My grandfather Floris Simmons in his later years. (The journal is Agricultural News, Volume X, No. 231, Page 75. Published March 4, 1911).

This is a copy of a report on the examination performance in agricultural school of my maternal grandfather Floris Simmons in a 1911 edition of Agricultural News.

Agricultural News was a fortnightly review of the Imperial Department of Agriculture for the British West Indies.

The young Floris was a pupil at St. Vincent Agricultural School located on the Island-Colony of Saint Vincent in the British West Indies.
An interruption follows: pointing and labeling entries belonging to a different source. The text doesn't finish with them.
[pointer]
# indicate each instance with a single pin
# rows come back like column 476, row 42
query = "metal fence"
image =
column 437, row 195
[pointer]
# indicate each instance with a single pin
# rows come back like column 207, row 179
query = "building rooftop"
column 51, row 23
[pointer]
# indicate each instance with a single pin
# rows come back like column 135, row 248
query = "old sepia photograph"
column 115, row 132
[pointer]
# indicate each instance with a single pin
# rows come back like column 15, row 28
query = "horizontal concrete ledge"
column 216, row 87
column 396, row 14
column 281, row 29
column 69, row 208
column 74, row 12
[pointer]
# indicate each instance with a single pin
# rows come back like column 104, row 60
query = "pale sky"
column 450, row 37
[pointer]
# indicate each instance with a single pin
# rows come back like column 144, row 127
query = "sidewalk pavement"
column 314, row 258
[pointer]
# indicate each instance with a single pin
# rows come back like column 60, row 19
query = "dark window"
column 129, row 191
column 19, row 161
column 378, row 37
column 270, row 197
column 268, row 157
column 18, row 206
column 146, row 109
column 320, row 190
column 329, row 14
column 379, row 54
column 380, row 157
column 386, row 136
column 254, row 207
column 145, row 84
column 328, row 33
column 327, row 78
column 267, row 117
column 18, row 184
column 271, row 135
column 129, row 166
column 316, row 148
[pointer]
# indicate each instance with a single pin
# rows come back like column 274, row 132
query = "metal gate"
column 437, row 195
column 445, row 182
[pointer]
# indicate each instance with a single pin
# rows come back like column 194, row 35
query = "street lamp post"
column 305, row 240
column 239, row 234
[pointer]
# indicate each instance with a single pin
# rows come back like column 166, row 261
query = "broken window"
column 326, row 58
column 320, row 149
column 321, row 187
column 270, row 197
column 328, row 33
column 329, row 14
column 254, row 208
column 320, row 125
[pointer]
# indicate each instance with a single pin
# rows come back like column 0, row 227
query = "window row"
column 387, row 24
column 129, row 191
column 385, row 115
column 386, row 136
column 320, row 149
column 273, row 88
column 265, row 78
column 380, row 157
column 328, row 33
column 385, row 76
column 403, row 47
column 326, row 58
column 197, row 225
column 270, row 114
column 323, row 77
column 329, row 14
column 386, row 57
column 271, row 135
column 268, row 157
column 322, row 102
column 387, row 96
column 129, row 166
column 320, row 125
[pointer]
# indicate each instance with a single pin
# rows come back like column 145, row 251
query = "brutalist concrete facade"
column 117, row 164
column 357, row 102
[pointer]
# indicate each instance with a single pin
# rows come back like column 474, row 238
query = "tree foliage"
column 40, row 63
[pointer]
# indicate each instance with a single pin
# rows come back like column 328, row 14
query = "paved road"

His result in the half-yearly examination was reported by the examiner to have been "the best" among the senior boys.

In 1916, he obtained a second class certificate following an Examination in Practical Agriculture held under the auspices of the Imperial Department of Agriculture.

After training as a botanist he was appointed as the Foreman at the Experiment Station of the Department of Agriculture, a post which he held for many years. 

He held additional responsibilities. 

For instance, a Report on the Agricultural Department, St. Vincent in 1919 recorded that when the Assistant Agricultural Superintendent was partially seconded to carry out research work in connection with cotton under the auspices of the British Department for Scientific and Industrial Research, and under the direction of the Imperial Commissioner of Agriculture for the West Indies, my grandfather was appointed to "undertake travelling instruction duties in addition to his own".

A 1943 report published by the Saint Vincent Department of Agriculture records him as serving as the Agricultural Assistant in Carriacou, the Grenadine Island on which my Mother was born. 

He later entered politics and in 1956 was elected as Chairman of the district council of Bequia, the island of his birth.

A few years ago, the present prime minister of Saint Vincent, Dr. Ralph Gonsalves, referred to my grandfather as one of the "political icons" of the island-nation. 

Pa Floris was one of the "Eight Army of Liberation" of the island of Saint Vincent. He and the others were members of the Saint Vincent Labour Party which is often described as the "political arm of the St. Vincent Working Men’s Cooperative Association (WMA)".

© Adeyinka Makinde (2023).

Adeyinka Makinde is a writer based in London, England.